Услышав его бодрый голос, Лиска застыдилась своего унылого настроя. Можно подумать, у нее одной тяжело на душе. Да и кому она сможет помочь такая раскисшая? А ее помощь будет скоро просто необходима, и, может быть, даже самым близким людям… Она подняла наконец голову и постаралась улыбнуться.

— Здравствуй, — прокатилось по замерзшим деревьям, по ледяной корке, покрывшей землю, по покрытым снегом камням.

— Мы скоро вернемся, — твердо обещал Хорстен.

— Да, — выдохнул в ответ дракон и согласно кивнул громадной головой.

Лиска, проходя мимо, помахала Писателю рукой, а Левко, шедший последним, вытащил из ножен меч и отсалютовал ему.

Дракон прищурил свои янтарные глазищи и махнул в его сторону огромным своим крылом. Вихрем снежной пыли обдало уходящих путников. И по горам вслед им прокатился его напутственный рык.


До рассвета было еще два часа, когда они добрались до Ойрина. Они совсем ненадолго задержались в конюшнях у Шелеха. Лошади были подобраны для каждого еще накануне. Лиске досталась невысокая гнедая кобылка, а Наире — почти такая же, чуть повыше, вороная. К дому Лестрины они подъехали уже верхом. Лиска заметила свисающие с крыши дома сосульки и вспомнила вдруг свой родной дом в Вежине. В прошлом году, примерно в это же время стояли ясные дни, солнце днем пригревало уже совершенно по-весеннему. Ледяная корка на дороге днем под копытами лошадей превращалась в грязно-серую снежную кашу. Шлепала в проточной канавке под стеной сарая капель. Все еще холодный воздух пах уже вешней сыростью. От веселого звона слетающих с крыш сверкающих капель и звонкого тиньканья синиц было так весело на сердце. Тогда. А сейчас от этого воспоминания тревожно защемило сердце. Да явился еще в памяти тот ее снежный лебедь, и его надрывный, тоскующий крик… Она тряхнула головой, прогоняя воспоминания.

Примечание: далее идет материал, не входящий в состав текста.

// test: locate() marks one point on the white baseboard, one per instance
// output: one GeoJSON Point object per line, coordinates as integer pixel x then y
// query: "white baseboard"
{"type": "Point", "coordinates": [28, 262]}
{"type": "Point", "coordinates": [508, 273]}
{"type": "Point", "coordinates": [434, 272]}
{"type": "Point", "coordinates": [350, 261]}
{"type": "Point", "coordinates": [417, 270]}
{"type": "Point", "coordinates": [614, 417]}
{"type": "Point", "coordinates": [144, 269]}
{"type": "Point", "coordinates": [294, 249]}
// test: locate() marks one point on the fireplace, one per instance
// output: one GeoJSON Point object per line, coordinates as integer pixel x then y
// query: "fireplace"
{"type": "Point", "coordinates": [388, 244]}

У дома встретила их Лестрина, как всегда, деловитая и собранная. И лишь только дождалась, когда они спешатся, спросила у Хорстена:

— Ну что, решили?

— Да, решили. Сделаем «мост» из трех порталов — один отсюда до портальной пустоши в горах, второй — от Горелок сюда, и еще один — от Горелок до Камышанских холмов, а оттуда до Лешачьей балки верхом пять минут ходу. И у нас будет хоть небольшая (через три портала много не получишь) поддержка от Драконовых гор. И если там понадобится помощь, мы тоже сможем быстрее туда добраться.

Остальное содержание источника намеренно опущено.